Cork footballers training in a warehouse

January 14, 2017

Cork manager Peadar Healy and players stand together.
©INPHO/Tom Beary.

Paddy Kelly has aimed a parting shot at the Cork county board over its lack of basic facilities for its inter-county teams.

In the second part of an interview with the Irish Examiner today, the recently-retired forward questions why the board is spending so much money on redeveloping Páirc Uí Chaoimh when the county's footballers have to train in a makeshift gym in a Fermoy warehouse, which they set up themselves.

"You think of the state-of-the-art facilities other counties have developed," the 2010 All-Ireland winning said.
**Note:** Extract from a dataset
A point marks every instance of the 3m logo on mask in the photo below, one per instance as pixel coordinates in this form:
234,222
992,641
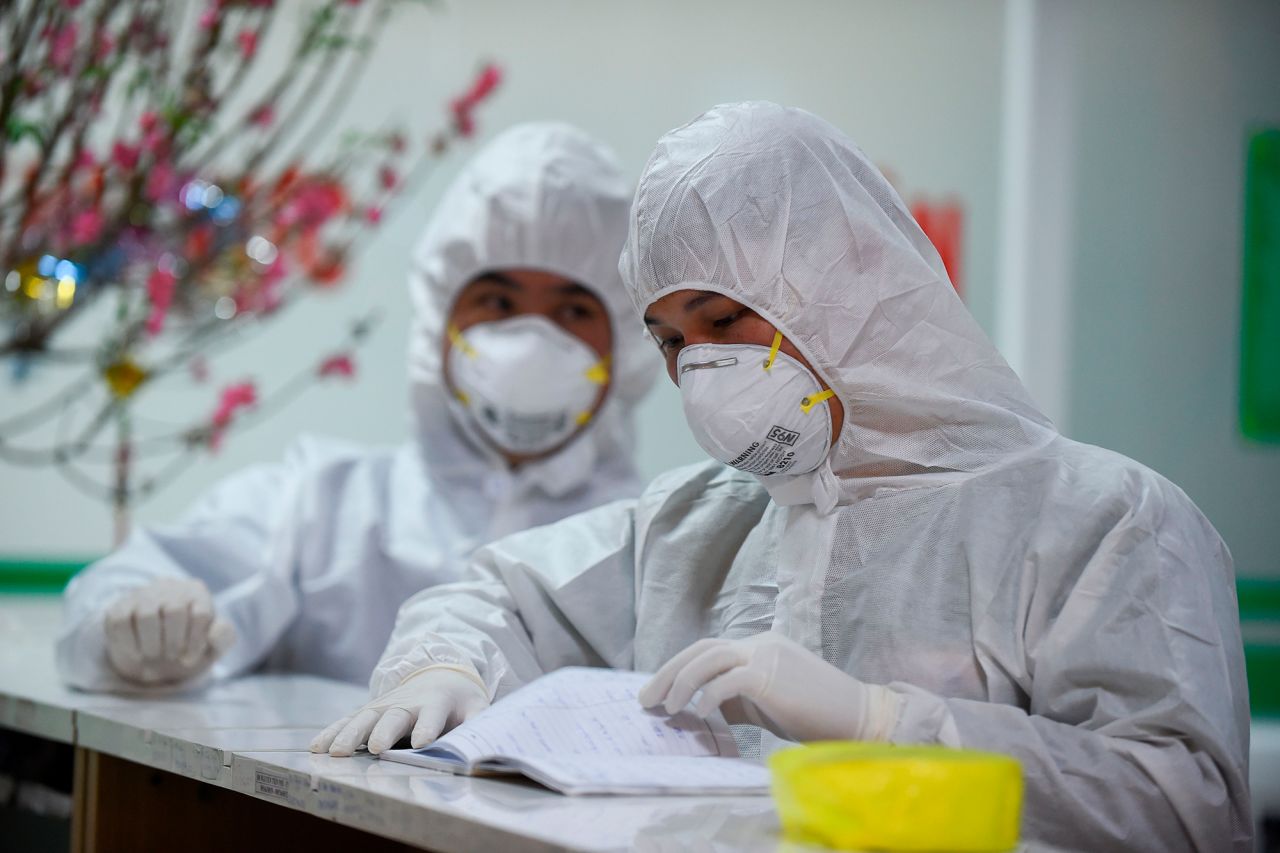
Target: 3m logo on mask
784,436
"I know Páirc Uí Chaoimh will be ready this summer and it will be fantastic, but still, it's a main pitch and then an all-weather pitch. Derek Kavanagh wrote an excellent article last year in the Irish Examiner where you should really have eight to 10 pitches together, with the county minors and development squads training alongside the senior team, creating a sense that 'This is Cork.'

"Instead you now have a situation where the Cork senior footballers are tucked away in a warehouse in Fermoy."

Kelly also believes Cork needs to up its fundraising efforts if it's to compete with the Dublins and Kerrys of this world.

"You look at Dublin and all the sponsorship partners they're able to attract. You look at Kerry and the fundraising efforts they've done, going abroad, getting people involved. You look at Club Tyrone. The Tipperary Supporters Club. All these external bodies who are supplementing the county effort. In Cork we don't have that," he lamented.